What changed to point you at evaluating SimpleHTTPServer? Initially I remember some discussion about how that wasn't the right tool for this particular task.

@thcipriani: We were talking about completely replacing the apache server on tin / mirra with a python http implementation. For that task, SimpleHTTPServer almost certainly would not scale. On the other hand, now that we are sure that we need to keep the apache server in order to support the puppet provider, it seems a lot easier to just use a simple http server for labs and one-off deployments from a developer's machine. The only immediate benefit to replacing apache really is a bit less configuration complexity. The reality though, is that our apache configuration is already built in puppet so it's only a theoretical savings. If apache was unreliable or otherwise deficient then it'd be worth the effort.
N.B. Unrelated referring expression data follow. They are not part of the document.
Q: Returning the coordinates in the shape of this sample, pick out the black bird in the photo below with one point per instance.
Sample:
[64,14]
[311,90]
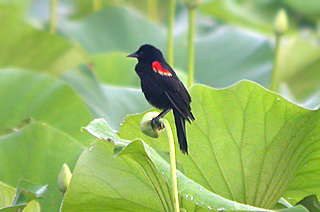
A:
[163,89]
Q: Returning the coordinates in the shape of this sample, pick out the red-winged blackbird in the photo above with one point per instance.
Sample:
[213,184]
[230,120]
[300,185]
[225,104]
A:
[163,89]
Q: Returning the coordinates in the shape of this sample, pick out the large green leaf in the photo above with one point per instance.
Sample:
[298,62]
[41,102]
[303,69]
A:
[101,182]
[247,144]
[104,173]
[110,103]
[49,134]
[108,184]
[24,46]
[223,56]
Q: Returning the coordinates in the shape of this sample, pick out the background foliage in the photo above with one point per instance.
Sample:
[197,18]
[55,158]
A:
[247,144]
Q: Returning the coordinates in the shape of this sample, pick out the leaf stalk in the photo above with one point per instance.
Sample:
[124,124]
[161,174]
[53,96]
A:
[173,166]
[192,15]
[172,11]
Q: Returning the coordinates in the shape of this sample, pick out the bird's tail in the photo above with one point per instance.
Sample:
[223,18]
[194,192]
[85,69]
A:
[181,131]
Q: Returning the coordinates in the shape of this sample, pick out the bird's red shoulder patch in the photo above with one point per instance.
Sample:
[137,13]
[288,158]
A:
[157,67]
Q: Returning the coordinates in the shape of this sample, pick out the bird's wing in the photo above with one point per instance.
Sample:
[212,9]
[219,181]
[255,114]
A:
[174,89]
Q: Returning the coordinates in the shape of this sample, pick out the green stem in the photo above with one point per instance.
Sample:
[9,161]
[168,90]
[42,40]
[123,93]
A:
[152,9]
[173,166]
[53,16]
[97,5]
[172,11]
[274,80]
[192,17]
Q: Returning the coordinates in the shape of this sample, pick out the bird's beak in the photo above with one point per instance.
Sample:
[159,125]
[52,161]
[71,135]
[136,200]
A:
[134,55]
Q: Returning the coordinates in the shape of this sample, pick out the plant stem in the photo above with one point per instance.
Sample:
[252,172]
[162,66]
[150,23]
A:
[152,9]
[172,11]
[192,15]
[53,16]
[97,5]
[274,80]
[173,166]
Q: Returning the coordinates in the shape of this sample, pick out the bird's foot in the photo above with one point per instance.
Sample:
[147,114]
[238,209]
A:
[157,123]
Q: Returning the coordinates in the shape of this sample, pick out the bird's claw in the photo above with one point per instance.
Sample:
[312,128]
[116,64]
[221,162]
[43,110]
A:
[157,124]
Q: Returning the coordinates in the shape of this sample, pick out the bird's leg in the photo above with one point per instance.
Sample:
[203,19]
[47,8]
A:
[155,124]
The more performant python http servers are rather heavyweight dependencies to add and non-trivial amount of code to implement a decent configurable setup. I'm not against implementing something better but I think that a simple server will work for the most basic use-case and we can build something better if there is a demand for it in the future.

mmodell raised the priority of this task from Medium to High.Mar 6 2016, 3:30 PM

One thing to investigate further is the use of git daemon.

mmodell lowered the priority of this task from High to Medium.
mmodell added a subscriber: mmodell.

I don't think this is really the direction we were planning to go in anymore.